29. The Role of the Number and Spacing of Electron Tracks on the Consequences of Low Dose Irradiation
Leslie A. Braby and J. R. Ford
Nuclear Engineering, Texas A&M University, 129 Zachry, College Station,
TX 77843-3133
labraby@tamu.edu
Summary: Biological mechanisms which may influence the health risks resulting from very low dose radiation exposures will be investigated using a collimated beam of electrons to simulate the irradiation patterns occurring with low dose exposures.
Abstract: Ionizing radiation produces a variety of free radicals and chemical products which react to produce the same types of oxidative damage in a mammalian cell as produced by the normal metabolic activity of the cell. However, the damage produced by radiation is distributed differently in time and space and may trigger different repair mechanisms or different changes in the growth and differentiation of cells than those triggered by metabolic products. The health risk resulting from a low dose of radiation is currently estimated using the assumption that cells respond individually to radiation induced damage without influence of neighboring cells. Considering how efficiently cells deal with metabolic damage and that cell communication is involved in many growth regulation processes, it seems unlikely that cells would respond independently to irradiation. If they do not react independently, it is likely that the current use of a linear extrapolation to low doses significantly overestimates the risk.
The objective of this project is to evaluate the differences in the response to cells as a function of spatial and temporal distribution of radiation-induced damage. Specifically, we will: (1) Test the hypothesis that normal human epithelial cells transmit signals to neighboring cells in response to increased levels of oxidative damage produced by low-LET radiation. (2) Test the hypothesis that the probability of such a signal being received by an adjacent cell is a linear function of the energy deposited in the irradiated cell. (3) Test the hypothesis that the probability of each specific effect in an unirradiated cell is increased in proportion to the number of neighboring cells with elevated oxidative damage levels. And, (4) test the assumption that the signal is passed from cell to cell, but the intensity (probability of causing an effect) decreases in proportion to the distance transmitted. Increased repair related protein expression, apoptosis, and changes in cyclin proteins in neighboring unirradiated cells will be taken as evidence for receipt of a radiation induced signal from a neighboring cell.

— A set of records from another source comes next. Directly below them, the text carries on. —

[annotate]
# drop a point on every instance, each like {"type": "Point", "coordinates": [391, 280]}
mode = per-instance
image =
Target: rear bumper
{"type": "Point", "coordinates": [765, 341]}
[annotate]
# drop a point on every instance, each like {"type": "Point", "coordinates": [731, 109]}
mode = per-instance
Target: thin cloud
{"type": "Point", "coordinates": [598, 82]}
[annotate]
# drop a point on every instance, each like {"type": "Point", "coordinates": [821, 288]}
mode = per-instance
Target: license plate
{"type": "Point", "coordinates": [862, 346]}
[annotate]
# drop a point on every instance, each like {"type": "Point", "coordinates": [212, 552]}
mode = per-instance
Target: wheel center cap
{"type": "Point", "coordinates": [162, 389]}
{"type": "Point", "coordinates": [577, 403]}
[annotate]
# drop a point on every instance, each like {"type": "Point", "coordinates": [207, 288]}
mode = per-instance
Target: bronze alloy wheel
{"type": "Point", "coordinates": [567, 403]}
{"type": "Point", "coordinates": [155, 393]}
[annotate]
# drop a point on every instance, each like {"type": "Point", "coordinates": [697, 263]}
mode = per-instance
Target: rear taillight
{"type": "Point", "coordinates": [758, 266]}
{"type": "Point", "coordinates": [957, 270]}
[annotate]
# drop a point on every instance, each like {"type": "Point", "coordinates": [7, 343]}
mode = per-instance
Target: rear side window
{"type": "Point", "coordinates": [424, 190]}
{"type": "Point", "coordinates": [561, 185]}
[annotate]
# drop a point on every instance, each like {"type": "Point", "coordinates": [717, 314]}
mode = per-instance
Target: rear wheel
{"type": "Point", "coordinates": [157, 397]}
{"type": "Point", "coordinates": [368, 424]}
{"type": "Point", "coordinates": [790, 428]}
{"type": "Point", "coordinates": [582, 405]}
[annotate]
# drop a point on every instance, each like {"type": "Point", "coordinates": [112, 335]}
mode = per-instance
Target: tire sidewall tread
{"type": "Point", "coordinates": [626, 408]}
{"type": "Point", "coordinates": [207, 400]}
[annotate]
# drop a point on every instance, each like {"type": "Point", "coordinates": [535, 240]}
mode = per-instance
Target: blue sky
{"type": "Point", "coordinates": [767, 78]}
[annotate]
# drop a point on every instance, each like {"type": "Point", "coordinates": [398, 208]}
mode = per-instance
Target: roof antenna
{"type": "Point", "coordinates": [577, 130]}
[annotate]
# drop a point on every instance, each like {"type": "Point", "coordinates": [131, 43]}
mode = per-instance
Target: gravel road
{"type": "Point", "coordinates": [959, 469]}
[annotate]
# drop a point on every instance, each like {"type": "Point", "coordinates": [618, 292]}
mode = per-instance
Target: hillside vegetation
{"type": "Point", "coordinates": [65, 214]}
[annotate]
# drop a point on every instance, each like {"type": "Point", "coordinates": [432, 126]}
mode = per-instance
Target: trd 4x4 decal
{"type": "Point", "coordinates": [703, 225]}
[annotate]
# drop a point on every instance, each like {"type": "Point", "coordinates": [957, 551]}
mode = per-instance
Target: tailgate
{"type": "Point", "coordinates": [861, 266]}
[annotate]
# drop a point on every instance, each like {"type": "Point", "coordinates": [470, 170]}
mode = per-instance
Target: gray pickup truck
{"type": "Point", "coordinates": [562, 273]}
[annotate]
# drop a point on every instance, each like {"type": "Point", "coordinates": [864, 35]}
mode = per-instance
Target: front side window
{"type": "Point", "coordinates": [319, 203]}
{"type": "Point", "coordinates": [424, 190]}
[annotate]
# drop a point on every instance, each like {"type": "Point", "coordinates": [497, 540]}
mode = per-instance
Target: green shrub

Evaluation of the effects of temporal and spatial distribution of damage will be obtained by irradiating selected portions of monolayer cultures with an electron microbeam, delivering individual and counted numbers of electrons simulating beta particles and the secondaries of X- and gamma-ray irradiation to specified portions of the cell culture. The patterns of energy deposition produced by electron tracks in tissues will be simulated, to the extent possible, in the two dimensional tissue culture environment.
This controlled irradiation will make it possible to determine the magnitude of the effect of interaction between cells, and to evaluate the range of the signal which produces this interaction. The apoptotic response of irradiated and unirradiated cells, as well as changes in the expression and localization of repair and cell-cycle control related molecules, will be determined in order to evaluate the validity of linear extrapolations to low doses.